Openscience Data Cloud/Bionimbus are "cloud-based infrastructure for managing, analyzing, archiving and sharing scientific data sets" OSDC Introduction.
For a quick setup tutorial, check out the document here.
The easiest and most compliant way of working with the GDC's TCGA data is through Bionimbus, the protected data cloud component of OSDC. Each lab group using Bionimbus has access to a secure, S3-compatible objectstore, where protected data can be copied to and downloaded from. Combining this object storage with Bionimbus virtual machines (VMs) is the best way to analyze said data.

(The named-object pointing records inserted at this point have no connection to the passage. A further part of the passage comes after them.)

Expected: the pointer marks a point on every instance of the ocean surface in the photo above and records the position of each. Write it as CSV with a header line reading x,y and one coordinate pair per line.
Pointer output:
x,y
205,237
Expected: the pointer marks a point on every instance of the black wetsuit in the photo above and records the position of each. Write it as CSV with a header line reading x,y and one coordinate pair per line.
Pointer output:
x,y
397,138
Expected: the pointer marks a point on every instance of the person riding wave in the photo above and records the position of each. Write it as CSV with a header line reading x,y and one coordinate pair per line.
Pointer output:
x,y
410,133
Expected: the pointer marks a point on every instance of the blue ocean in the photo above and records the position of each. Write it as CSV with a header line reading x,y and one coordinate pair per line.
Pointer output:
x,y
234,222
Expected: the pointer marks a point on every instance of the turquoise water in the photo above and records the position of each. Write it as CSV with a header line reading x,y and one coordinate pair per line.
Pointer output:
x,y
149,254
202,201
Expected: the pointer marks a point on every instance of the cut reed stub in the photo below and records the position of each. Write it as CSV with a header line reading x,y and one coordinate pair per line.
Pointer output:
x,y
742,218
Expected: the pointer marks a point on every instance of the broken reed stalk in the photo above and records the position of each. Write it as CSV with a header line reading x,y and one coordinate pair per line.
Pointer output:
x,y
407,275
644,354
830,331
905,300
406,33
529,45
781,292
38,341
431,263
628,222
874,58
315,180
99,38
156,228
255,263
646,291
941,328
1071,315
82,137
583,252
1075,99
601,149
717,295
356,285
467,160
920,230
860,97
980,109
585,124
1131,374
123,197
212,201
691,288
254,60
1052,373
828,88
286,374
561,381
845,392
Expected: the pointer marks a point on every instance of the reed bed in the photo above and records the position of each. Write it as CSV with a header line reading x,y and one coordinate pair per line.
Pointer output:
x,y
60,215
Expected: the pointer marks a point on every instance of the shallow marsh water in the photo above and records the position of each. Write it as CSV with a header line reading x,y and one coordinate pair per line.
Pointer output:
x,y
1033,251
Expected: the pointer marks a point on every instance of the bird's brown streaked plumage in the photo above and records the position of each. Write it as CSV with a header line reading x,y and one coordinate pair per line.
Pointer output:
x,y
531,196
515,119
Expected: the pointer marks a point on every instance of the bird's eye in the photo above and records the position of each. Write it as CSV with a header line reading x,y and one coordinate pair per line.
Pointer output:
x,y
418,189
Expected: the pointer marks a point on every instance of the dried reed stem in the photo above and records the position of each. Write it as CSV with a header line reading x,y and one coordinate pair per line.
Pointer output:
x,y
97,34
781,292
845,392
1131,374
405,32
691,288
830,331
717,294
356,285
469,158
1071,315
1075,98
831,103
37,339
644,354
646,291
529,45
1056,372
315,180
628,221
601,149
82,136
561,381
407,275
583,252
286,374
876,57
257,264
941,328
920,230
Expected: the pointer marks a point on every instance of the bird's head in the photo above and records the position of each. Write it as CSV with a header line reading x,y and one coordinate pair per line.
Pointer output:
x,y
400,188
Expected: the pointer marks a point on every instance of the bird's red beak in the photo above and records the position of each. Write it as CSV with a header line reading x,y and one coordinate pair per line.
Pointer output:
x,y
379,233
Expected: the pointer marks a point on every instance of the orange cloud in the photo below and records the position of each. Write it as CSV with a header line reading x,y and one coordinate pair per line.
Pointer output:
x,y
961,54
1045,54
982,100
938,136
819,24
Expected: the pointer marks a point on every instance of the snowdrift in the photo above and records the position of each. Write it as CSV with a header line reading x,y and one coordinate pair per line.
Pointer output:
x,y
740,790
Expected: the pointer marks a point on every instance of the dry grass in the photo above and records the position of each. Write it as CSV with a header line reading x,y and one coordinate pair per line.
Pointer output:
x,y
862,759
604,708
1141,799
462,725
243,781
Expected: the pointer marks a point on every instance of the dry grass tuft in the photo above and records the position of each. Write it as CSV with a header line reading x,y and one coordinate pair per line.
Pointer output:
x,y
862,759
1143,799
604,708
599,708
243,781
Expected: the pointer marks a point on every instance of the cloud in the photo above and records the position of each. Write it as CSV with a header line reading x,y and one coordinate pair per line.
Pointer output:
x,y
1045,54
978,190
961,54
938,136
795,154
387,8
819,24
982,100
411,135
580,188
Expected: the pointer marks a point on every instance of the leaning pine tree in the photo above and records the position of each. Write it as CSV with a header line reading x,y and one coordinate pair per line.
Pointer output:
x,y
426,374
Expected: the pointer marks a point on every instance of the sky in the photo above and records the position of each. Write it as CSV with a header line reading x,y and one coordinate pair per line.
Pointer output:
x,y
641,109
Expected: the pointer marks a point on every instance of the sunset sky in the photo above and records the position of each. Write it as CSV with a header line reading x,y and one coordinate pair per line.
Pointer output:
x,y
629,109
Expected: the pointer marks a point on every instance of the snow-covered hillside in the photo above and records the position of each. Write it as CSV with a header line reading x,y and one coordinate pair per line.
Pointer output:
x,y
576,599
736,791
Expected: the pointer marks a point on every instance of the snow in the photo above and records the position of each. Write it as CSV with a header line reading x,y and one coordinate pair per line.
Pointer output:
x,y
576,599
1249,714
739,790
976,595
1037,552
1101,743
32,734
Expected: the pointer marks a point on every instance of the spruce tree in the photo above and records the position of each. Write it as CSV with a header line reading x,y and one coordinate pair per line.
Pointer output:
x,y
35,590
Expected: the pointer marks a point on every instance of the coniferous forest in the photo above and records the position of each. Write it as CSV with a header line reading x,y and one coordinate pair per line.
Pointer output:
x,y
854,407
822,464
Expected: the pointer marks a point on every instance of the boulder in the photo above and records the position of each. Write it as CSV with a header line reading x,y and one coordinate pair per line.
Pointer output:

As of Monday, 20 June 2016, the Stranger Lab object storage has the following GDC/TCGA data.
Additionally, the GDC manifests used to download these data are available here.
The GDC does not currently provide user-friendly phenotype files for download. Instead, TCGA phenotypes from the Broad are available in the tcga
bucket.
Each project has it's own file with metadata for all individuals within that project, the first column of which lists all the covariates. For ease of use, consider transposing the file so each line represents a different individual.
cat <file.txt> | datamash transpose
11,093 HTseq count files from 10,237 cases across 33 TCGA projects
These data are stored in the gdc-mrna-counts
bucket, organized by project.
At the top level of this bucket is a meta-data file for each count file. Importantly, this file links each file to its tissue source and individual.
10,999 miRNA count files from 10,165 cases across 33 TCGA projects.
These data are stored in the gdc-mirna-counts
bucket.
Currently, files from 3 different experimental methods for calling somatic variants were downloaded, each with >11,000 files across 10,429 cases.
- SomaticSniper (11,130 files)
- Varscan2 (11,128)
- muse (11,120)
Additionally, 11,128 files from the MuTect2 workflow are available, but not yet downloaded.
16,567 files from 8,131 cases across 24 projects.